Academic Presentations & Talks

🎤 Seminars & Presentations

1. Convergence of Random Series and Large Deviations

  • Context: Advanced Probability Theory Seminar
  • Date: Fall 2025
  • Duration: 120-minute lecture

Abstract & Key Topics:

Delivered an in-depth lecture focused on the rigorous, measure-theoretic foundations of limit theorems and tail events. The presentation covered the detailed proofs and applications of:

  • Tail \(\sigma\)-fields, Kolmogorov’s 0-1 Law, and the Hewitt-Savage 0-1 Law.

  • Kolmogorov’s Maximal Inequality and the Three-Series Theorem.

  • The Strong Law of Large Numbers (SLLN) under various conditions.

  • Large Deviations: Provided a rigorous proof of Cramér’s Theorem, highlighting the use of Moment Generating Functions (MGF), Legendre transforms, and the method of exponential tilting (change of measure via the Radon-Nikodym derivative) to bound tail probabilities.

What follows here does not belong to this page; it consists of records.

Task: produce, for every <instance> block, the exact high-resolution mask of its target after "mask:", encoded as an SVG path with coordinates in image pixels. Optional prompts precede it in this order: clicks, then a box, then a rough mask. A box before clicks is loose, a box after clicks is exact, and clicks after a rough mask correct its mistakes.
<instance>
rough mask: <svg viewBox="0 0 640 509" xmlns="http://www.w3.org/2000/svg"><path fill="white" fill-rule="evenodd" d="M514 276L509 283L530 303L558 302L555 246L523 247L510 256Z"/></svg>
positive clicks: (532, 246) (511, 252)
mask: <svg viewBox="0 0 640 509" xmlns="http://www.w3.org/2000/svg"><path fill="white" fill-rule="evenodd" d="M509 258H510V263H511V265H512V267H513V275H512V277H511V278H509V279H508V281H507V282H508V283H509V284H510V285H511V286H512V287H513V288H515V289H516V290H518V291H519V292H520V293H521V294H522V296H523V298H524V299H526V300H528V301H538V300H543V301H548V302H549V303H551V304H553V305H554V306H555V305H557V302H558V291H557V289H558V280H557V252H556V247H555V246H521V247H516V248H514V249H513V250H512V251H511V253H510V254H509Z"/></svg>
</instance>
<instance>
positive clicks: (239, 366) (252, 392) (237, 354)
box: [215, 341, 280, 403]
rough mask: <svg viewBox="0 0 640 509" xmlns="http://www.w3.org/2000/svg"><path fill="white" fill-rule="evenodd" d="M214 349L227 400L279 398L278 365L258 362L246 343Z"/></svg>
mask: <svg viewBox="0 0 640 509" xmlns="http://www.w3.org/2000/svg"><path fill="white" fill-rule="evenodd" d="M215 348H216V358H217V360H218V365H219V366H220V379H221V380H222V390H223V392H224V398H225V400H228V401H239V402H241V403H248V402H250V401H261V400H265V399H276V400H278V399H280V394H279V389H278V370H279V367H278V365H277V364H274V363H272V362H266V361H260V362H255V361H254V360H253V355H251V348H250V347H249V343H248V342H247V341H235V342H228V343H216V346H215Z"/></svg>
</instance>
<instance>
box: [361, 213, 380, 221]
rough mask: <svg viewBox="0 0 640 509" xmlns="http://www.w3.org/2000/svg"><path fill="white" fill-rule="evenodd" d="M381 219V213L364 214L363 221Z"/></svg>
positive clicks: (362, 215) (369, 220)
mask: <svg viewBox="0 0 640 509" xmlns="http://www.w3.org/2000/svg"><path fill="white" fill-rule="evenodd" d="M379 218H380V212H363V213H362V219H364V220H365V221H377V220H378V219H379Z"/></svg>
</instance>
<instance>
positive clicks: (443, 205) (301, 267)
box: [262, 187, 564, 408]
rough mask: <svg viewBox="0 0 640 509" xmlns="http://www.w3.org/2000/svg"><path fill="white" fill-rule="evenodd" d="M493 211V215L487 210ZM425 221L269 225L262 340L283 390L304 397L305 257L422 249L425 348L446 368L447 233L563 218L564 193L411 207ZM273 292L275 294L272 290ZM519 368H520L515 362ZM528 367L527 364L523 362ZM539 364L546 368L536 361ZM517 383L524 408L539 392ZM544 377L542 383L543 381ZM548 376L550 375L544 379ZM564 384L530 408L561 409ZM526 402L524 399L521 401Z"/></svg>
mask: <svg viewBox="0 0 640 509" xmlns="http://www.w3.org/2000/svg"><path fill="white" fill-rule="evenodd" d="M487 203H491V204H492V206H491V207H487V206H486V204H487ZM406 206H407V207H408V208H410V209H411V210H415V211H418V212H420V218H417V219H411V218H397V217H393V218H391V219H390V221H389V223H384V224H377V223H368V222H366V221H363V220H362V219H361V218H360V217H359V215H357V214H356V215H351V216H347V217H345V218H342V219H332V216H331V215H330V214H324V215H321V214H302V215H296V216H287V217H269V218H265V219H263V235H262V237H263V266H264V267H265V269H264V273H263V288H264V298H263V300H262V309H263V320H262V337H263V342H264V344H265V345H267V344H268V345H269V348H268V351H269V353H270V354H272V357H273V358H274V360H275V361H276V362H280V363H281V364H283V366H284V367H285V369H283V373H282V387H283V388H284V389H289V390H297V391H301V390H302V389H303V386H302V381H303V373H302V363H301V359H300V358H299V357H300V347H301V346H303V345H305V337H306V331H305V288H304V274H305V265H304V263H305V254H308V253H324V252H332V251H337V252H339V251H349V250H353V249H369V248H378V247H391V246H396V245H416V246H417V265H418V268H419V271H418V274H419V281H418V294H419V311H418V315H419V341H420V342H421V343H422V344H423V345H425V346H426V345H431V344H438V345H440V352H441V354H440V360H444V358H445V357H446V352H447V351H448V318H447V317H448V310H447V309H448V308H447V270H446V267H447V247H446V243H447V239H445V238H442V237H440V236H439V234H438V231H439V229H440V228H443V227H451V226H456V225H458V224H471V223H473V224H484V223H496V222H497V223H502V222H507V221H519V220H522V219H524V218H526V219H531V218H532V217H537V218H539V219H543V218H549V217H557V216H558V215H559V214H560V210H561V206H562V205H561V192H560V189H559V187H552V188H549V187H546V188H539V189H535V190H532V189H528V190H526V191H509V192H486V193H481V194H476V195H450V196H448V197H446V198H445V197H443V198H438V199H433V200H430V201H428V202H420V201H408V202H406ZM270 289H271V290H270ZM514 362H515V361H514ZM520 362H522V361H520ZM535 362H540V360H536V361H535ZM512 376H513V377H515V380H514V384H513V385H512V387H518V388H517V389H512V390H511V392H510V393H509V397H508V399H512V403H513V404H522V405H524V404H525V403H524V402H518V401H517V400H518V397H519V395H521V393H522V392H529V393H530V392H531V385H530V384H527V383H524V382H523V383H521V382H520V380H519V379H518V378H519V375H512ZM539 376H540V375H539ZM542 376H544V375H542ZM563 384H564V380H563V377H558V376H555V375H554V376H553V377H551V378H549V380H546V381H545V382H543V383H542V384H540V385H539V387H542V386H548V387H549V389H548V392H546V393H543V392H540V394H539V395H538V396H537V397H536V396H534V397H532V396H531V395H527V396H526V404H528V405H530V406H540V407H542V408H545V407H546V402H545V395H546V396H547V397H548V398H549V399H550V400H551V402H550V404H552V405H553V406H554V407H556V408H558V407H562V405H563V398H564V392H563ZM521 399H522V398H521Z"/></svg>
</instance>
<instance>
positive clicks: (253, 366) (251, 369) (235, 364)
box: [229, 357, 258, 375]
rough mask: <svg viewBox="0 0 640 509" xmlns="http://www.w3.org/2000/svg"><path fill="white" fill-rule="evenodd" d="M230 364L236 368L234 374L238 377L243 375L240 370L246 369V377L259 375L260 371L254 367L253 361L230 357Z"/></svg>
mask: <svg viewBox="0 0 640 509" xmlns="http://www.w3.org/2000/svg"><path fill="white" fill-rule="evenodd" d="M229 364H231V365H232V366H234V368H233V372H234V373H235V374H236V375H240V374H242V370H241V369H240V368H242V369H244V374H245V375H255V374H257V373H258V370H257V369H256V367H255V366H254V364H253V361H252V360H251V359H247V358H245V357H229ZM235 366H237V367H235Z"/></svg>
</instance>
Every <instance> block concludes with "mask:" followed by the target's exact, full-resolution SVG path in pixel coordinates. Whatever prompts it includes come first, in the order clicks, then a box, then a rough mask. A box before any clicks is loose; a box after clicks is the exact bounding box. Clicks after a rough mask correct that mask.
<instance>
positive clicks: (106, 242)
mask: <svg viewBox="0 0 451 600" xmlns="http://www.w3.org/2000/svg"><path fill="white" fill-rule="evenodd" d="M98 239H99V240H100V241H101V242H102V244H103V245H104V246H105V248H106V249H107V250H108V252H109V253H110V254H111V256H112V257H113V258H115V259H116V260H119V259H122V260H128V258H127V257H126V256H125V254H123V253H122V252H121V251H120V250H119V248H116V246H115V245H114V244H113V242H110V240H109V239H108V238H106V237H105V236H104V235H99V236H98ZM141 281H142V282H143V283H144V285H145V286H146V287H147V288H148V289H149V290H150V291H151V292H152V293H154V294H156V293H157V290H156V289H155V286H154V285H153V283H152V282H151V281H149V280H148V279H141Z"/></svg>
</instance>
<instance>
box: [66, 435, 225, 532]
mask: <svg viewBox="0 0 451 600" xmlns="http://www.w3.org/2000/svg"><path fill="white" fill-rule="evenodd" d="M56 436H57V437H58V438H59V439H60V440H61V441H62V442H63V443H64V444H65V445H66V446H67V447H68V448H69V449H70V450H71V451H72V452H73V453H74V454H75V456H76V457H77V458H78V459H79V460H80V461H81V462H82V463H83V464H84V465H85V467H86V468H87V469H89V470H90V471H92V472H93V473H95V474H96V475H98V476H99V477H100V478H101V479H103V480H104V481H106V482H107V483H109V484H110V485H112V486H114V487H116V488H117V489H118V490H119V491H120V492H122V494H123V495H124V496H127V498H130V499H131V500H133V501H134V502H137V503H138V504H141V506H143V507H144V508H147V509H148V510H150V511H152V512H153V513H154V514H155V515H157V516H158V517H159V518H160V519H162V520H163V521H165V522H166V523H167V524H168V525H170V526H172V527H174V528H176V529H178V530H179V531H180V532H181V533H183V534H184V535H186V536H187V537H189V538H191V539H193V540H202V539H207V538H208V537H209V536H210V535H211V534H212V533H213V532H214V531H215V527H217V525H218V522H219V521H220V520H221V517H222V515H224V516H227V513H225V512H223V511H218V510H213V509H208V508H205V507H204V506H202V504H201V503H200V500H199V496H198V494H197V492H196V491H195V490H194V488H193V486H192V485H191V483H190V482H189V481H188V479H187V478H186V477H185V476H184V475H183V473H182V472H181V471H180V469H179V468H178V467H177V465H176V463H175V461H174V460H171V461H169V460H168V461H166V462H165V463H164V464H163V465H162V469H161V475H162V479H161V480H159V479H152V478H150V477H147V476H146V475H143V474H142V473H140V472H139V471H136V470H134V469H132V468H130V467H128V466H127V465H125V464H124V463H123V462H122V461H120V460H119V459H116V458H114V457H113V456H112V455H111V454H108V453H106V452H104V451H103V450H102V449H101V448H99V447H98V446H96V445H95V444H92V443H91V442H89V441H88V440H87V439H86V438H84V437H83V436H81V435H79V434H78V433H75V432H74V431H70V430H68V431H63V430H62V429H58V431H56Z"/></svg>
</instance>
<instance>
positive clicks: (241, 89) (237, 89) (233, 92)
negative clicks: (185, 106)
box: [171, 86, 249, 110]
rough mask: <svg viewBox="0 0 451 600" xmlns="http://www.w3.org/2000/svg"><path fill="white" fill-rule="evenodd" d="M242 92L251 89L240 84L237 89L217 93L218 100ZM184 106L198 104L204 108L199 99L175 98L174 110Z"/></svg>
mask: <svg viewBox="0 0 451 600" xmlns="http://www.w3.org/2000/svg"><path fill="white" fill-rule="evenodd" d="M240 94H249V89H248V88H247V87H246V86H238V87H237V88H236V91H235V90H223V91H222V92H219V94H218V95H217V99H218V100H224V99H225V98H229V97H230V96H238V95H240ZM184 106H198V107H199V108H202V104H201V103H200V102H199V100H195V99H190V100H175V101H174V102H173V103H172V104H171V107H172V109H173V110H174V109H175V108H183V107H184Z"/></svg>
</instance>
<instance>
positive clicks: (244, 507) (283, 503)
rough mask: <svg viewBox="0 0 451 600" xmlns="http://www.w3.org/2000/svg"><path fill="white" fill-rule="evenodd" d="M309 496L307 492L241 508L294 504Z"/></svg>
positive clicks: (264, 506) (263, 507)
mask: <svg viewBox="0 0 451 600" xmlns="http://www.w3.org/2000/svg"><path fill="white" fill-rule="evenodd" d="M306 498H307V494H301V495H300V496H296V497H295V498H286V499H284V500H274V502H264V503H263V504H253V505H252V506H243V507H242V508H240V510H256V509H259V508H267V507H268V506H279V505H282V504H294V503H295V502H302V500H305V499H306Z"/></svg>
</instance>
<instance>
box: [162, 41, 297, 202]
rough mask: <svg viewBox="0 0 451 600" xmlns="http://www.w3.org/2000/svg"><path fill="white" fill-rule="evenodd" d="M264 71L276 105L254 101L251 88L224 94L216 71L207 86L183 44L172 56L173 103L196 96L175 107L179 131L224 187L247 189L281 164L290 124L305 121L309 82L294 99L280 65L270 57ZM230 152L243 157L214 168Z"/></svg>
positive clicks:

2. Robustness of Multiple Knockoff Methods

  • Context: Weekly Statistical Seminar (Prof. Lijun Wang’s Group)
  • Date: Fall 2025
  • Duration: 90-minute talk

Abstract & Key Topics:

Presented a comprehensive review of Model-X and derandomized knockoff procedures, emphasizing their theoretical guarantees for variable selection. The talk detailed:

  • The mechanisms of finite-sample False Discovery Rate (FDR) control and e-BH thresholding.

  • My ongoing research findings regarding the severe power breakdown (Power \(\to 0\)) of e-value-based knockoffs under extreme settings, specifically heavy-tailed noise (e.g., Cauchy distribution) and high feature collinearity.